Я повернулся и увидел его, естественно, в обществе Роджетт
Уитмор. Мы увиделись в первый и последний раз, но впечатлений мне хватило с
лихвой. Можете мне поверить.
* * *
Его инвалидное кресло-каталка напоминало нечто среднее между
мотоциклетной коляской и луноходом. Полдюжины хромированных колес с каждого
бока. Четыре колеса побольше — сзади. Все на разных уровнях, то есть с
индивидуальной подвеской. На таком экипаже Дивоур мог с комфортом перемещаться
и по более ухабистой, чем Улица, тропе. Над задними колесами располагался
двигатель. Ноги Дивоура прикрывал стекловолокнистый обтекатель, черный, с
красными полосками, который неплохо смотрелся бы и на гоночном автомобиле. На
нем монтировалось устройство, отдаленно напоминающее мою спутниковую антенну. Я
догадался, что это компьютизированная система, предотвращающая столкновения. Возможно,
даже автопилот. К левому борту крепился зеленый кислородный бак длиной четыре
фута. Шланг от него тянулся к пластмассовому редуктору. А второй шланг соединял
редуктор с маской, которая лежала на коленях Дивоура. Мне тут же вспомнилась
стеномаска другого старика, который фиксировал мои показания. Я мог бы
подумать, что вижу галлюцинацию, если бы не наклейка на обтекателе, пониже
«тарелки» с надписью:
ДАМ ФОРУ ЛЮБОМУ «ДОДЖУ»
Женщина, которую я видел рядом с «Баром заходящего солнца» в
«Уэррингтоне», на этот раз надела белую блузу с длинными рукавами и черные
брюки, обтягивающие ее ноги, как вторая кожа. Узкое лицо со впалыми щеками еще
больше напоминало крикунью с картины Эдварда Манча. Седые волосы облепляли
лицо. Губы она накрасила так ярко, что казалось, у нее изо рта течет кровь.
Старая, уродливая, она, однако, выглядела юной красоткой в
сравнении со свекром Мэтти. Высохший, с синими губами, с полиловевшей кожей у
глаз и уголков рта, он напоминал мумию, какие иной раз извлекают из
погребальных камер пирамид, где они покоятся в окружении жен и любимых
животных. На голове осталось лишь несколько островков седых волос. Волосы
торчали и из огромных ушей. Одет он был в белые брюки и синюю рубашку с
широкими рукавами. Добавьте к этому маленький черный берет — и получите
французского художника девятнадцатого столетия на закате дней.
Поперек каталки лежала трость черного дерева.

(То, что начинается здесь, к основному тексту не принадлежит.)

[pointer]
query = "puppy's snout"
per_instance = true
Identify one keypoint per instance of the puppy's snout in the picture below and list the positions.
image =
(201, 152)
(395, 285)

Я видел, что в
пальцах, сжимающих ярко-красную рукоятку, еще достаточно силы, но они уже
почернели, цветом догоняя дерево трости. Система кровообращения отмирала, и мне
не хотелось даже думать о том, как выглядят его ступни и голени.
— Шлюха от тебя убежала, да?
Я попытался что-то ответить. Из горла вырвался хрип — ничего
больше. Я все держался за березу. Убрав руку, я попытался выпрямиться, но ноги
не держали, и мне пришлось вновь ухватиться за белый ствол.
Дивоур двинул вперед серебристый рычажок, и кресло
приблизилось на десять футов, уменьшив разделявшее нас расстояние вдвое.
Катилось оно с едва слышным шелестом, очень плавно, эдакий ковер-самолет.
Многочисленные колеса поднимались и опускались независимо друг от друга, следуя
рельефу, поблескивая в лучах заходящего солнца. И вот тут я почувствовал
исходящую от этого человека энергию. Тело его разлагалось прямо на костях, но
воля оставалась железной. Женщина шла следом, с любопытством разглядывая меня.
Ее глаза отливали розовым. Тогда я решил, что они светло-серые и просто
окрасились в цвет заката, но теперь думаю, что Роджетт была альбиносом.